Iraq, by the way, is another example of this phenomenon. They're still massively corrupt and I don't doubt that many of the police and military we're training and equipping won't end up doing a little freelancing for the Mahdi Army or even Al Qaeda. Yet we've poured in a load of cash and seen some results there. It is, people agree, getting better. We've killed a lot of the bad guys and created functioning institutions where there was chaos. It's not pretty or efficient and the whole system's pretty fragile, but there's some order where there didn't use to be.
So there's a good chance that Mexico is ready for this new initiative. But we'd be idiots to give them $1.4 BILLION--seven times as much money as in that picture up there--without a certain amount of oversight as to where our money is going, and to make sure it's actually being spent on maintaining equipment and paying policemen decently and not going into some bureaucrat's numbered account in the Netherlands Antilles.
Which brings us to---
THE UGLY: Calderon is pitching a walleyed fit over the idea that there may strings and conditions that come with this ONE POINT FOUR BILLION DOLLAR GIFT HORSE he's looking in the mouth. (Who does he think we are, the World Bank?) Mexico, he claims, is a proud country, a sovereign country...and if they blow this deal because of their pride, well, I'm sorry, but they're a dumb country.

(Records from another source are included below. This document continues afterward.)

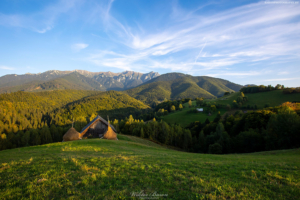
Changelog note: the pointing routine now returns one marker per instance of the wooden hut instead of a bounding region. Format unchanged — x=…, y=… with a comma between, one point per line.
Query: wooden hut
x=71, y=135
x=99, y=128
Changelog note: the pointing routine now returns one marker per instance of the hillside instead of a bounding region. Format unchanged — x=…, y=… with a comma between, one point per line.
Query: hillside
x=187, y=115
x=103, y=169
x=272, y=98
x=177, y=86
x=112, y=103
x=22, y=111
x=77, y=79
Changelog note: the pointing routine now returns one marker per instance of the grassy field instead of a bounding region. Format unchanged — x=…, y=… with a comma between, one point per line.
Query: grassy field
x=103, y=169
x=185, y=117
x=273, y=98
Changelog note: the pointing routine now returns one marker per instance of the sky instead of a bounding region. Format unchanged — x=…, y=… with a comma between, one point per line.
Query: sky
x=245, y=42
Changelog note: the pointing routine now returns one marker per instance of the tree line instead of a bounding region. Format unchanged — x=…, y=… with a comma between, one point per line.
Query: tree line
x=268, y=129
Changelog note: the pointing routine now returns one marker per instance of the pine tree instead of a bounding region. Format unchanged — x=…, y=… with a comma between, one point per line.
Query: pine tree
x=180, y=106
x=142, y=133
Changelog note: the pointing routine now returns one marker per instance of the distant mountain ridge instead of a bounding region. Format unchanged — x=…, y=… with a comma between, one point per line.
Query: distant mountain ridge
x=178, y=86
x=76, y=79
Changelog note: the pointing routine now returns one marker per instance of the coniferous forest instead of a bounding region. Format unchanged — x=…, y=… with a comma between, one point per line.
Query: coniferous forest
x=29, y=118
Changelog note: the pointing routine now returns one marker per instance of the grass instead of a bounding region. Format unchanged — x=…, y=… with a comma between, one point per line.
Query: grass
x=185, y=116
x=103, y=169
x=273, y=98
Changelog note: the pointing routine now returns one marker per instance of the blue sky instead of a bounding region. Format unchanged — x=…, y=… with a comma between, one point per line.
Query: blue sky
x=249, y=42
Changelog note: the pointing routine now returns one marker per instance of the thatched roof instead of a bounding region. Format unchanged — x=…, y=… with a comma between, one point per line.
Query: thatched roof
x=110, y=134
x=71, y=135
x=94, y=120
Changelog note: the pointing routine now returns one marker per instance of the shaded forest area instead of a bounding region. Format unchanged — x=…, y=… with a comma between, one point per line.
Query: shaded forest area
x=43, y=117
x=268, y=129
x=28, y=118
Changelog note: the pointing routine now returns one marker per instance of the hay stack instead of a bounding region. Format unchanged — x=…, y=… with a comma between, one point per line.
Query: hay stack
x=71, y=135
x=110, y=134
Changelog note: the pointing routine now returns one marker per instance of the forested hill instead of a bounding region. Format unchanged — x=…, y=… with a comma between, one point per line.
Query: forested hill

But even dumber is the political timing of this blowup. The Bush administration apparently hammered this out without congressional involvement to avoid comparisons to Plan Colombia, apparently anticipating an attack from the left. But Michelle points out why this is so galling to the American right as well:
We can’t finish our own border fence, properly supply our immigration agents and border patrol with all the equipment and resources they need, or get our house in order. Yet, the Bush administration wants to fork over $1.4 billion to Mexico and Central America–with much of it going into the hands of corrupt law enforcement officials and government bureaucrats who have worked tirelessly to undermine our immigration laws.
It's kind of hard to argue with that. The Bush administration and Congress see clearly the need for border security abroad, but are so pettifogged by our open-borders advocates and cheap labor business that they've closed their eyes to the need for it at home.
It's kind of sad: our politicians concentrate on the security threats to Mexican border and leave our own border undefended. Meanwhile they work to prevent this political threat from the left of a comparison to Plan Colombia--but then walk right into a punch from the border security crowd that they should have seen coming from a long way out--like, say, this summer, when the White House freely admits they "underestimated the skepticism".
Me, I think strong fences make good neighbors, and border security makes sense in Mexico just like it does in the United States. If we can convince Calderon to quit his macho posturing and take the deal with oversight included, I think it's probably in our interest. It's just a shame that Congress and the Bush Administration's--and especially that putz McCain's--delusions of amnesty have made this a whole lot more complicated than it has to be. I hope the burden of the anger this generates gets poured into political consequences for McCain and Graham, and not into sinking this bill. Watching it, yes, and making sure it does what it's supposed to do, yes, but I'm not ready to scuttle it when there are more pressing uses for our political capital. Like fixing Congress.